CAPE CANAVERAL, Fla. — NASA has begun fueling its giant new rocket for its first mission to the moon.
The agency began loading propellant into its Artemis 1 moon rocket, the Space Launch System (SLS), at 4:32 p.m. EST (2132 GMT) on Tuesday (Nov. 15), a process expected to take about six hours.
Artemis 1 is being fueled ahead of a two-hour launch window that opens at 1:04 a.m. EST (0604 GMT) on Wednesday (Nov. 16). If successful, the launch will send an uncrewed Orion spacecraft on a 26-day mission into orbit around the moon and back.
The weather forecast remains 80% favorable for Wednesday's launch, according to weather officers with the U.S. Space Force's Space Launch Delta 45 that operates Launch Pad 39B here at Kennedy Space Center (KSC) in Florida.
Be sure to tune in to the countdown, fueling and launch of Artemis 1 live online here on Space.com, courtesy of NASA.
This is NASA's third attempt to launch the SLS vehicle and Orion spacecraft. The first Artemis 1 attempt, on Aug. 29, was scrubbed due to a glitch in the cooling process of one of the rocket's four main engines. A second attempt followed on Sept. 3. That too, was scrubbed, when the rocket began leaking hydrogen during the fueling process. The SLS vehicle was then rolled back in to KSC's gargantuan Vehicle Assembly Building for repairs and analysis and to shelter it from Hurricane Ian as the storm made landfall in late September.

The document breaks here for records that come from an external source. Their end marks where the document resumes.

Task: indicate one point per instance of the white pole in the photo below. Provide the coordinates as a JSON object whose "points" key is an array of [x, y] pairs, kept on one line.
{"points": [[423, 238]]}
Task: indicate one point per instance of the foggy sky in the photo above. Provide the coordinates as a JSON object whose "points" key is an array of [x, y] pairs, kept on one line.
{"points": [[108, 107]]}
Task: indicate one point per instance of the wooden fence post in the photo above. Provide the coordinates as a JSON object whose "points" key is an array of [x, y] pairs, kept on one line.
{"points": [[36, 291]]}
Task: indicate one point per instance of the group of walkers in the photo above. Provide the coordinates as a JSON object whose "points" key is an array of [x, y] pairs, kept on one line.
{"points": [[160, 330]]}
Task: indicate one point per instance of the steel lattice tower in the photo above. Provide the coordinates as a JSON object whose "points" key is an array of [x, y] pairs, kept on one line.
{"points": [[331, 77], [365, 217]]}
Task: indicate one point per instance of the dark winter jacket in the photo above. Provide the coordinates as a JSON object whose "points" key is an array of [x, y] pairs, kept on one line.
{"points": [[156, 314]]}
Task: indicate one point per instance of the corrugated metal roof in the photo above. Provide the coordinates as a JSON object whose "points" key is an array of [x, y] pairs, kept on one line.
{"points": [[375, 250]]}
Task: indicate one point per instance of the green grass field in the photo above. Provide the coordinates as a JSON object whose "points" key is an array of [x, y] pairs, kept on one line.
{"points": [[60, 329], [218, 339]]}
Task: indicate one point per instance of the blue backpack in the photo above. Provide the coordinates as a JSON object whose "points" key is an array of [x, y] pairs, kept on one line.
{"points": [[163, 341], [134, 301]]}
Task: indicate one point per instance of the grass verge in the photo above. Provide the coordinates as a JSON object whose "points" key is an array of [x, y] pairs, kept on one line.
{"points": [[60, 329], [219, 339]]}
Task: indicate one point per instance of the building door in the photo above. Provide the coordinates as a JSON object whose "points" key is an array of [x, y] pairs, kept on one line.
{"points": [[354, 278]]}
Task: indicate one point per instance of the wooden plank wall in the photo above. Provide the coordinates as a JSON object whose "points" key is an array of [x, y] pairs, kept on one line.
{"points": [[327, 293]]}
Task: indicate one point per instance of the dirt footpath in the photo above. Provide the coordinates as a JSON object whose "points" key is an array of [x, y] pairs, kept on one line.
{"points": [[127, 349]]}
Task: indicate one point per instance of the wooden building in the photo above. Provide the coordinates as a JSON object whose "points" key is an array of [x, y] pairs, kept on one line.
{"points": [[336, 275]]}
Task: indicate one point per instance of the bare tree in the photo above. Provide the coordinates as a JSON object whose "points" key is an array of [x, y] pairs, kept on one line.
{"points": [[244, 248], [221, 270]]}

After the Artemis 1 moon rocket was rolled back out to Launch Pad 39B on Nov. 4, the beleaguered vehicle hit another setback when Hurricane Nicole (quickly downgraded to a tropical storm) made landfall on Nov. 10. High winds caused slight damage to a section of insulative caulking on the outside of the Orion capsule atop the SLS rocket, but NASA's Artemis 1 mission managers have assured the media that the vehicle remains flightworthy.
After performing analyses of the storm damage, Mike Sarafin, Artemis mission manager at NASA headquarters in Washington, said that SLS is still clear for launch and that "there's no change in our plan to attempt to launch on the 16th" during a media teleconference Monday (Nov. 14).
The Artemis 1 mission will be a key shakedown of the SLS rocket and Orion spacecraft ahead of planned crewed moon missions later this decade. This first mission will deploy 10 scientific payloads known as cubesats and will place Orion in orbit around the moon.
Artemis 2 will then see a human crew test the Orion spacecraft on a round-the-moon trip no earlier than 2024. Following that, Artemis 3 plans to return astronauts to the moon in 2025, placing them near the lunar south pole as part of an overarching goal of the Artemis program to begin working toward a permanent human presence on the moon.